Тереза получила место в фотолаборатории, но ей было недостаточно этого. Хотелось фотографировать самой. Приятельница Томаша Сабина дала Терезе три-четыре монографии знаменитых фотографов, встретилась с нею в кафе и по открытым книгам взялась объяснять ей, чем эти фотографии особенно примечательны. Тереза слушала ее с молчаливой сосредоточенностью, какую редко видит учитель на лицах своих учеников.
Поняв с помощью Сабины родственность фотографии и живописи, она стала заставлять Томаша посещать с нею все выставки, устраиваемые в Праге. Вскоре ей удалось напечатать в иллюстрированном еженедельнике собственные фотографии, и она, покинув наконец лабораторию, перешла в цех профессиональных фотографов.
В тот же вечер они пошли с друзьями в бар отметить ее повышение. Танцевали. Томаш впал в уныние и лишь дома, по ее настоянию, признался, что произошло: он приревновал ее, видя, как она танцует с его коллегой.
— В самом деле, ты ревновал меня? — спросила она его раз десять, словно он сообщал, что ей присуждена Нобелевская премия, а она никак не могла в это поверить.
Потом она обняла его за талию и пустилась с ним танцевать. Но это не был тот современный танец, какой час назад она демонстрировала в баре. Это больше походило на деревенскую “скочну” с ее дурашливым подскакиванием: высоко вскидывая ноги, она делала неуклюжие длинные прыжки и волочила его взад-вперед по комнате.
К сожалению, вскоре она начала ревновать сама, и ее ревность была для Томаша отнюдь не Нобелевской премией, а тяжким бременем, от которого он избавился лишь незадолго до смерти.
15Она маршировала вокруг бассейна голая вместе со множеством других голых женщин. Томаш стоял в корзине, подвешенной под сводом купальни, кричал на них и заставлял петь и делать приседания. Если какая-нибудь женщина неловко приседала, он убивал ее выстрелом из пистолета.
К этому сну я хочу вернуться еще раз. Его ужас начался не в ту минуту, когда Томаш сделал первый выстрел. Сон был ужасен изначала. Маршировать в строю голой для Терезы было самым основным образом ужаса. Когда она жила дома, мать запрещала ей запираться в ванной.

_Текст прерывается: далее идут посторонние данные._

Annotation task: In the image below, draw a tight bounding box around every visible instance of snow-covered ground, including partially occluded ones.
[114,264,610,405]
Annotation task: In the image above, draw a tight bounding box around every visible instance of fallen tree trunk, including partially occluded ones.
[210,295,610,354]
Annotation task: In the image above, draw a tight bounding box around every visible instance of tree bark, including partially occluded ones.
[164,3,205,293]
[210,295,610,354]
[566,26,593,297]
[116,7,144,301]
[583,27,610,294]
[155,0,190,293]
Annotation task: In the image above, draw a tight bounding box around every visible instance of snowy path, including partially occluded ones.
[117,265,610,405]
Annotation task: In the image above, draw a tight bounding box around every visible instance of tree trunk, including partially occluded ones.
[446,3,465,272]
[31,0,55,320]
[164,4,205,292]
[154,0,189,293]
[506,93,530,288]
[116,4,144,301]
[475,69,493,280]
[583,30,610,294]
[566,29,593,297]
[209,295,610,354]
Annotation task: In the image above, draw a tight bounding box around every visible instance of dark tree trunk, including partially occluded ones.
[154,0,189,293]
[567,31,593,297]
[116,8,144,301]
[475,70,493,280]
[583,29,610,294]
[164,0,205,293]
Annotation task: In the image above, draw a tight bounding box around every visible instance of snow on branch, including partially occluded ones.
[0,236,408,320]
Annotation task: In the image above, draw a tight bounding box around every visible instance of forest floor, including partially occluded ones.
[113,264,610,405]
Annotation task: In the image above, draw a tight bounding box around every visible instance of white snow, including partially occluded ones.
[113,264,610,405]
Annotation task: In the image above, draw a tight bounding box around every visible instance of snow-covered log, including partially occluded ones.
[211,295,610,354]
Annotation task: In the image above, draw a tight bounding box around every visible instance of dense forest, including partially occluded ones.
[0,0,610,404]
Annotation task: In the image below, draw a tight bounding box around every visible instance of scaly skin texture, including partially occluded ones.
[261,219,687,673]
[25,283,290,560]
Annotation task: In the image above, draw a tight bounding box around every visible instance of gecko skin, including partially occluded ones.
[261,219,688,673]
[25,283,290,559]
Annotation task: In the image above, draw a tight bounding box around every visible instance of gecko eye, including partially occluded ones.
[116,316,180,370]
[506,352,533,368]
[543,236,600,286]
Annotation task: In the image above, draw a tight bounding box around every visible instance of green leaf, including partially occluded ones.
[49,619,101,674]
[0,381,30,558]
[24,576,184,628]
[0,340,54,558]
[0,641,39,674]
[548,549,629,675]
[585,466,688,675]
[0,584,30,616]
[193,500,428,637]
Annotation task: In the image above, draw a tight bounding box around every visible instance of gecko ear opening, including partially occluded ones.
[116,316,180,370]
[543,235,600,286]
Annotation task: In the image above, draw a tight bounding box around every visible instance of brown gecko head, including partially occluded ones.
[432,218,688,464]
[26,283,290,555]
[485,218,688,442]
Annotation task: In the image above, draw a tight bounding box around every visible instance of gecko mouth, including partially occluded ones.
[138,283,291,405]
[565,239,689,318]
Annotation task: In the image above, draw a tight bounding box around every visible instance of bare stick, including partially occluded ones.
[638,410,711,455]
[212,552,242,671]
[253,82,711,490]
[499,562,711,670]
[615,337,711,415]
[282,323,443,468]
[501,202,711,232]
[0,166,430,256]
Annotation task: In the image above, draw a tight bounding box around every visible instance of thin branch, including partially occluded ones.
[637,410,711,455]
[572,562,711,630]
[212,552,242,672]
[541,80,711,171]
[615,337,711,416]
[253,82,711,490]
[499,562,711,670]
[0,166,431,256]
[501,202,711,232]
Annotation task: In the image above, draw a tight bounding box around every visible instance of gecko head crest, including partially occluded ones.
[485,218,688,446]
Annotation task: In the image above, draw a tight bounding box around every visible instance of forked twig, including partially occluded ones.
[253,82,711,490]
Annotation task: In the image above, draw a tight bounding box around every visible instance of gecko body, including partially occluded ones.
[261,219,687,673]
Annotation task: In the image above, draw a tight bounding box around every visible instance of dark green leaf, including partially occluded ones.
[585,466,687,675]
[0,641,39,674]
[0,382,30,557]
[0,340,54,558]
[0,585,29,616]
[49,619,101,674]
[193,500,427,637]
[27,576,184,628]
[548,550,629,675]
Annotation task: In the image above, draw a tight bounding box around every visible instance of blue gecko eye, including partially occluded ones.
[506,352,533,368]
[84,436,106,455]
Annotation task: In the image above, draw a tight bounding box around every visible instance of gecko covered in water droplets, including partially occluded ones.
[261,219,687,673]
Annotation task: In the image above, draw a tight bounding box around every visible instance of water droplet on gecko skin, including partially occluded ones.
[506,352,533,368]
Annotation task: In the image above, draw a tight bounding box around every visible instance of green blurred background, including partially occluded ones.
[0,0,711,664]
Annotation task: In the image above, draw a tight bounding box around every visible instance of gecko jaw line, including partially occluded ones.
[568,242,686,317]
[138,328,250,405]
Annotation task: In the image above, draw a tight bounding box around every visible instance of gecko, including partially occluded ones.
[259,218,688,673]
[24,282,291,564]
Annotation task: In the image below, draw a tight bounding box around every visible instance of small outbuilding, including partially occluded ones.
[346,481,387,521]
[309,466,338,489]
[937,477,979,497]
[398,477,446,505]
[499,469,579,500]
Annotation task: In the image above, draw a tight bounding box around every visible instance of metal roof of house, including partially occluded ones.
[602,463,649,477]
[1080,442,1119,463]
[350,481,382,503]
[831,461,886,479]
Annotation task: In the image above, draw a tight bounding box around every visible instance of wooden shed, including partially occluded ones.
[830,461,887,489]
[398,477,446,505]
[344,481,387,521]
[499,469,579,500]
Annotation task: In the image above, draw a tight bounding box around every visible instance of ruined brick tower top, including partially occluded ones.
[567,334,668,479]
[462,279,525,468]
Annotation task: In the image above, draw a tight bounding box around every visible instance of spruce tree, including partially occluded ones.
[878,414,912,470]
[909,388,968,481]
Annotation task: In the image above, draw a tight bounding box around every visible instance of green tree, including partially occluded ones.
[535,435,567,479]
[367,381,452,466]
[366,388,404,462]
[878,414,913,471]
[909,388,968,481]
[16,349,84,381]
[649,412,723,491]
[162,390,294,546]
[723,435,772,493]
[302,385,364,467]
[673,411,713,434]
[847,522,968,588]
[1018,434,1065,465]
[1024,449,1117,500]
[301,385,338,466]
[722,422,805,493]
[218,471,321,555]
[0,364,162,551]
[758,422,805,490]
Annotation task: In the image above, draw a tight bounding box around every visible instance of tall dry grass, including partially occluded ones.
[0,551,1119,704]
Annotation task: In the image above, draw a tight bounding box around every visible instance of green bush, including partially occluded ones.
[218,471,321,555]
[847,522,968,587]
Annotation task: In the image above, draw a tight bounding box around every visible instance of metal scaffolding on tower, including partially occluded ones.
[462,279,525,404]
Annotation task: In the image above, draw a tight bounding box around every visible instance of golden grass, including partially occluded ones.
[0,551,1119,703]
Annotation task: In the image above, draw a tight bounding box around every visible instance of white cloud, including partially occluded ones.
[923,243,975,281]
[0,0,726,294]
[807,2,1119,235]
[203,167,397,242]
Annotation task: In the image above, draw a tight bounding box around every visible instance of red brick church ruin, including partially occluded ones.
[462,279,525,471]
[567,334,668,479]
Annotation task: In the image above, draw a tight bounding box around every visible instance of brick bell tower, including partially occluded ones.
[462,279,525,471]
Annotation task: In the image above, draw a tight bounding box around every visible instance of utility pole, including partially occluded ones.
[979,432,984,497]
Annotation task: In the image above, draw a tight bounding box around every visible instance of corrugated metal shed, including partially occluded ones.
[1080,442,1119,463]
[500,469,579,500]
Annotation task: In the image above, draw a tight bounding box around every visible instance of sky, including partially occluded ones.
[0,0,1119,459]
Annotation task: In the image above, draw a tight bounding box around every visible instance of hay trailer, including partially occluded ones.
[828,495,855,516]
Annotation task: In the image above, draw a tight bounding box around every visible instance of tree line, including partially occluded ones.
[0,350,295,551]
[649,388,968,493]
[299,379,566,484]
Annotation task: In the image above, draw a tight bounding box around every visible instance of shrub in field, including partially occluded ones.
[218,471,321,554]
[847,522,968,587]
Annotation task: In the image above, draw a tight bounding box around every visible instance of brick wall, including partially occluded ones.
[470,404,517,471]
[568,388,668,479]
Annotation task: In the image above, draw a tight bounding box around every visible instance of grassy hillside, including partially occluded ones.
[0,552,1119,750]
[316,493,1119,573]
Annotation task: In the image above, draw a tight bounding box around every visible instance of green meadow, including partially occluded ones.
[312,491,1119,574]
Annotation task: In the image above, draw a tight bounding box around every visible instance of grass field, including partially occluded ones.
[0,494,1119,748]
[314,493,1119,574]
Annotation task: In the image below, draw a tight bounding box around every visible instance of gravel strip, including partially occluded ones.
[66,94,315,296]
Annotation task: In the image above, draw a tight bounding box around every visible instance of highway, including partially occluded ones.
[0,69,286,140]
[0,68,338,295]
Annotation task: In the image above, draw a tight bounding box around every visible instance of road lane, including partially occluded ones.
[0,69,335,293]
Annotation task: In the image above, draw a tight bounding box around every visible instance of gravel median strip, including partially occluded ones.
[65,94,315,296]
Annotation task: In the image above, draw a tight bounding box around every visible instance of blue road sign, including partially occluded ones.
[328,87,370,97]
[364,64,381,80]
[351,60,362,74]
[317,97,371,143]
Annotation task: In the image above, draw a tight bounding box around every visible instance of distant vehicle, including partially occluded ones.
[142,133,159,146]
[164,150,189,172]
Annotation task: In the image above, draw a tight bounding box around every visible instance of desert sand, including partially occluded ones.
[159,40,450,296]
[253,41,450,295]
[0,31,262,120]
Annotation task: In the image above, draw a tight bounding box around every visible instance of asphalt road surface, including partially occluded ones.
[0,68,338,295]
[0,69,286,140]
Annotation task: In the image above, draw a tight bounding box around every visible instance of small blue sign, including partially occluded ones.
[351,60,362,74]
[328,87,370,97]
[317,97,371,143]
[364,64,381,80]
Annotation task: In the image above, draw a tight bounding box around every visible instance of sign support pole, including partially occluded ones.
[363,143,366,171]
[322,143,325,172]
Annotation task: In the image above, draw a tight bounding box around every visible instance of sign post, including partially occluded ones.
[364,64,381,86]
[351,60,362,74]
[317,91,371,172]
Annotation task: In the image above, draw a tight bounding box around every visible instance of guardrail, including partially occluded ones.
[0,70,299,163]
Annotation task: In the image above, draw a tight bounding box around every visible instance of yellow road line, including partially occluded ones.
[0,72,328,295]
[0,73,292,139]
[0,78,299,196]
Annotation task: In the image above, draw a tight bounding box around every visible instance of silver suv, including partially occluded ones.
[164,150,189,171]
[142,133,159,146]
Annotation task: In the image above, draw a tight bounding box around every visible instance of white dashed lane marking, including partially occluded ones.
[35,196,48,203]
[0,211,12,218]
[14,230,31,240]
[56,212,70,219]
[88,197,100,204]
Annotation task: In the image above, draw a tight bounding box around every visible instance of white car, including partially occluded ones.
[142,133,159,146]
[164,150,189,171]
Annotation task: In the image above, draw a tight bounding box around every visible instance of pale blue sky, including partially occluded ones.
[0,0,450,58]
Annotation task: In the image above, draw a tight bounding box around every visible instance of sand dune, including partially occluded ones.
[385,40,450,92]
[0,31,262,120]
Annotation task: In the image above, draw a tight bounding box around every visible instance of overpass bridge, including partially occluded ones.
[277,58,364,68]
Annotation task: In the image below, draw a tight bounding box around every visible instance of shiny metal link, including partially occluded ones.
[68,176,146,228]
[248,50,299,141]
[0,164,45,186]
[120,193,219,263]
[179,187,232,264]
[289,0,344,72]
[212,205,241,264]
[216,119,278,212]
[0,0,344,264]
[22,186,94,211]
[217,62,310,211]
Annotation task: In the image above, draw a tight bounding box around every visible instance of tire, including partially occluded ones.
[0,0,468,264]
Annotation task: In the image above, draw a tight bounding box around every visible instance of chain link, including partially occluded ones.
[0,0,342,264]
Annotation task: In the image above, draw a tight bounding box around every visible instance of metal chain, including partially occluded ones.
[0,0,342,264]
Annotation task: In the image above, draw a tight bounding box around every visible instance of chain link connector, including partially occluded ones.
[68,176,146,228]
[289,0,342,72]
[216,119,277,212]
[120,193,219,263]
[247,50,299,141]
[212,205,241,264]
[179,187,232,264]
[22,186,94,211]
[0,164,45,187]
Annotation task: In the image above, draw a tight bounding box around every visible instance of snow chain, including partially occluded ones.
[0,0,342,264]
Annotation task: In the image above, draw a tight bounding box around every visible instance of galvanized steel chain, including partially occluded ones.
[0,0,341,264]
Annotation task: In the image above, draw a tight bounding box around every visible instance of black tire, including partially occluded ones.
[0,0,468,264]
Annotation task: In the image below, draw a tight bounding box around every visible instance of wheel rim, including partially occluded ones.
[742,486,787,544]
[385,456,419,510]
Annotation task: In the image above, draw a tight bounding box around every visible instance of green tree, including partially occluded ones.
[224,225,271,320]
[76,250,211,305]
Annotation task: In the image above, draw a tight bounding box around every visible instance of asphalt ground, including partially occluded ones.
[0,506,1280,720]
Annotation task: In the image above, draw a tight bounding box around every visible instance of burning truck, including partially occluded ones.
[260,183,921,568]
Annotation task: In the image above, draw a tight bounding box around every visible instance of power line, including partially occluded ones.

Этим она как бы хотела сказать ей: твое тело такое же, как и остальные тела; у тебя нет никакого права на стыд; у тебя нет никакого повода прятать то, что существует в миллиардах одинаковых экземпляров. В материнском мире все тела были одинаковы, и они маршировали друг за другом в строю. Нагота для Терезы с детства была знамением непреложного единообразия концентрационного лагеря; знамением унижения.
И был еще один ужас в самом начале этого сна: все женщины должны были петь! Мало того, что их тела были одинаковы, одинаково не представляющими никакой ценности, мало того, что они были простыми звучащими механизмами без души, но женщины еще тому радовались! Это была радостная солидарность бездушных! Женщины были счастливы тем, что отбросили бремя души, эту смешную гордыню, иллюзию исключительности, и что теперь они подобны друг другу. Тереза пела вместе с ними, но не радовалась. Она пела, потому что боялась: если не будет петь, женщины убьют ее.